One aspect of aging is a decline in mitochondrial function.
A new study using mitochondria - the energy factories of our cells - is pushing back against nature on one front. Researchers have found that in in a mouse model, when a mutation leading to mitochondrial dysfunction is induced, the mouse develops wrinkled skin and extensive, visible hair loss in a matter of weeks. The mutation in the mouse model is induced when the antibiotic doxycycline is added to the food or drinking water. This causes depletion of mitochondrial DNA because the enzyme to replicate the DNA becomes inactive.
But when the mitochondrial function was restored by turning off the gene responsible for mitochondrial dysfunction, the mouse returns to smooth skin and thick fur, indistinguishable from a healthy mouse of the same age.
The mouse in the center photo shows aging-associated skin wrinkles and hair loss after two months of mitochondrial DNA depletion. That same mouse, right, shows reversal of wrinkles and hair loss one month later, after mitochondrial DNA replication was resumed. The mouse on the left is a normal control, for comparison. Credit: University of Alabama Birmingham
Importantly, the mutation that does this is in a nuclear gene affecting mitochondrial function, the tiny organelles known as the powerhouses of the cells. Mitochondria produce 90 percent of the chemical energy cells need to survive. When the antibiotic doxycycline was added to the food or drinking water, it caused depletion of mitochondrial DNA because the enzyme to replicate the DNA becomes inactive.
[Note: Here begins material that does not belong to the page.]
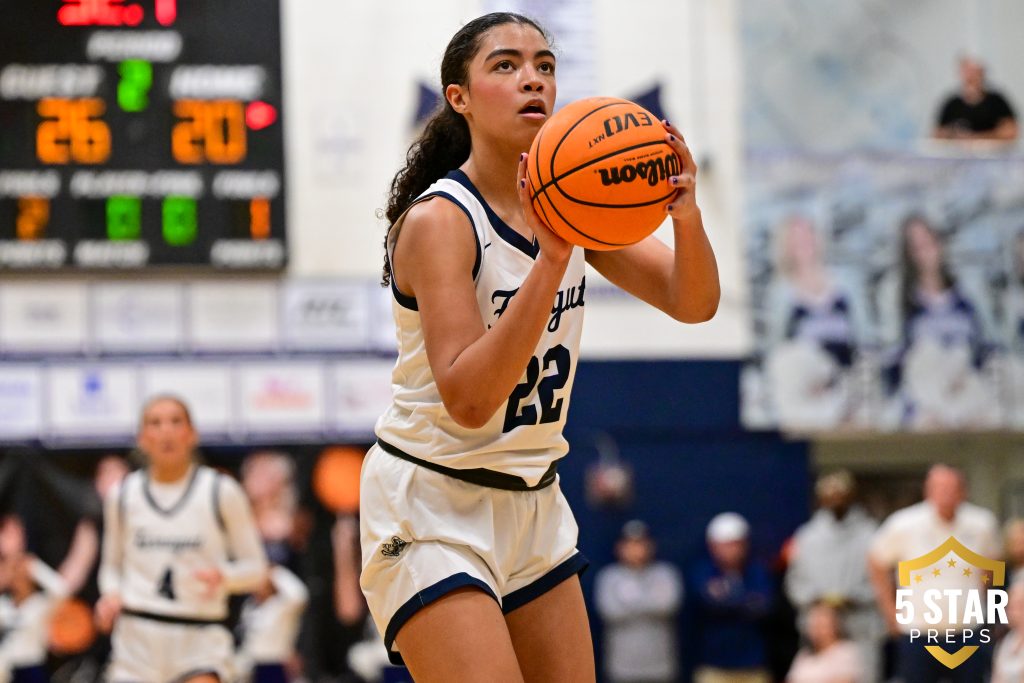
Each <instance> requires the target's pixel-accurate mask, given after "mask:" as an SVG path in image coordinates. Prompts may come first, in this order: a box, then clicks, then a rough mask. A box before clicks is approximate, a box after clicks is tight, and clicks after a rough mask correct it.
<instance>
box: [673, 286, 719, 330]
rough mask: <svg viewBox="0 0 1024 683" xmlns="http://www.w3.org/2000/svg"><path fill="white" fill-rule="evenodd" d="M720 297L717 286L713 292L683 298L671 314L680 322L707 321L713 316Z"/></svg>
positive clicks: (715, 312)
In four weeks, the mice showed gray hair, reduced hair density, hair loss, slowed movements and lethargy, changes that are reminiscent of natural aging. Wrinkled skin was seen four to eight weeks after induction of the mutation, and females had more severe skin wrinkles than males.
Dramatically, this hair loss and wrinkled skin was reversed by turning off the mutation. The photos below show the hair loss and wrinkled skin after two months of doxycycline induction, and the same mouse a month later after doxycycline was stopped, allowing restoration of the depleted mitochondrial DNA.
The wrinkled skin showed changes similar to those seen in both intrinsic and extrinsic aging -- intrinsic aging is the natural process of aging, and extrinsic aging is the effect of external factors that influence aging, such as skin wrinkles that develop from excess sun or long-term smoking.
Among the details, the skin of induced-mutation mice showed increased numbers of skin cells, abnormal thickening of the outer layer, dysfunctional hair follicles and increased inflammation that appeared to contribute to skin pathology. These are similar to extrinsic aging of the skin in humans. The mice with depleted mitochondrial DNA also showed changed expression of four aging-associated markers in cells, similar to intrinsic aging.
The skin also showed disruption in the balance between matrix metalloproteinase enzymes and their tissue-specific inhibitor -- a balance of these two is necessary to maintain the collagen fibers in the skin that prevent wrinkling.
The mitochondria of induced-mutation mice had reduced mitochondrial DNA content, altered mitochondrial gene expression, and instability of the large complexes in mitochondria that are involved in oxidative phosphorylation.